|Y/Y % change||3.55%||1.62%|
After doubling in June, wholesale annual price inflation more than doubled again July, accelerating by 1.93 percentage points to an annual rate of 3.55 percent.
Though price increases were registered in most categories, the main contributor to the monthly rise was a big increase in the annual inflation rate for the heavily weighted components of food (11.82 percent after 8.18 percent) and primary articles (9.38 percent after 5.50 percent). Continued weakening of deflation in the energy sector also provided a lift, with the annual price decline shrinking from -3.62 percent to -1.00 percent, as did the most heavily weighted component, manufactured products (1.82 percent after 1.17 percent).
The sharp acceleration of pipeline inflation pressures over the last two months will surely make it very difficult for the RBI to decide to cut key rates as early as the next MPC meeting in October, especially given that consumer prices, up 6.07 percent on the year in July, are already at the upper limit of the RBI inflation target (4 percent +/- 2 percent). But restraint based on inflation targets could be a thing of the past with RBI Governor Raghuram Rajan retiring, and with interest rates, come October, set by a new 6-member Monetary Policy Committee that is expected to be more accommodative.
The Wholesale Price Index (WPI) covers primary articles, manufactured products and fuel and power. The data are not seasonally adjusted and the main focus in on the annual change in the index. This can be seen as an indicator of pipeline price pressures and is a loose leading indicator of consumer price inflation as targeted by the RBI.
The Wholesale Price Index is closely followed as an indicator of inflation by the Reserve Bank of India, as well as many Indian corporations and banks.
Inflation is an increase in the overall prices of goods and services. The relationship between inflation and interest rates is the key to understanding how indicators such as the WPI influence the markets - and your investments.

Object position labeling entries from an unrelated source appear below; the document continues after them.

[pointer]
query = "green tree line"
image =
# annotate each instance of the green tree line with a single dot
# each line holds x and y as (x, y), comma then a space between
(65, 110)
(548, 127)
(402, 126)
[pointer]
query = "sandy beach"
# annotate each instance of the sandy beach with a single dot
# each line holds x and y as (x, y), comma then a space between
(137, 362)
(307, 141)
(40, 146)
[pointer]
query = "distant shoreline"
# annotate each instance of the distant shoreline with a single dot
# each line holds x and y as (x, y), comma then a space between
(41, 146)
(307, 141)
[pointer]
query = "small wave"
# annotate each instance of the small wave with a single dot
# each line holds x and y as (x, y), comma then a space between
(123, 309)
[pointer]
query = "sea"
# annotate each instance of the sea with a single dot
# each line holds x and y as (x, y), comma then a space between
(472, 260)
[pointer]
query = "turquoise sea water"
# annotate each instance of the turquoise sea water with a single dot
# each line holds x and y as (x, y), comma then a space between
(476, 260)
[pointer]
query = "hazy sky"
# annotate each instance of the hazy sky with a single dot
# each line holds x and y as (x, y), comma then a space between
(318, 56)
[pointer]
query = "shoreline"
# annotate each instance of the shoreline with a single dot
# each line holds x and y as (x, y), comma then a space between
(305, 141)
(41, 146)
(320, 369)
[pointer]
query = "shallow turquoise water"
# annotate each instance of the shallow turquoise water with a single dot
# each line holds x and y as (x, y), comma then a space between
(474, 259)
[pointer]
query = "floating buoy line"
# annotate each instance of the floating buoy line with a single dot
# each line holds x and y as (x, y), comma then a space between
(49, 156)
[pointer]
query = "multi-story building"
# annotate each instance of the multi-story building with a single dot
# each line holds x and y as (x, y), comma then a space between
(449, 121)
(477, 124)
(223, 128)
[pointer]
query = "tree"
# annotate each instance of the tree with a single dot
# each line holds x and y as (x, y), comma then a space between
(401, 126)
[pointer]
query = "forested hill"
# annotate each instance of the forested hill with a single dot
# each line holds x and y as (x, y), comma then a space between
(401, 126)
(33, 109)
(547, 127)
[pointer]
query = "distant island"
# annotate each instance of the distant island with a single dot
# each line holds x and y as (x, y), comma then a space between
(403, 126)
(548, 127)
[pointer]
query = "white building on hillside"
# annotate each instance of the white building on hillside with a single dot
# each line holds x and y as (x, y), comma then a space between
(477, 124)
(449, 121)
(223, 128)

Inflation (along with various risks) basically explains how interest rates are set on everything from your mortgage and auto loans to Treasury bills, notes and bonds. As the rate of inflation changes and as expectations on inflation change, the markets adjust interest rates. The effect ripples across stocks, bonds, commodities, and your portfolio, often in a dramatic fashion.
By tracking inflation, whether high or low, rising or falling, investors can anticipate how different types of investments will perform. Over the long run, the bond market will rally (fall) when increases in the WPI are small (large). The equity market rallies with the bond market because low inflation promises low interest rates and is good for profits.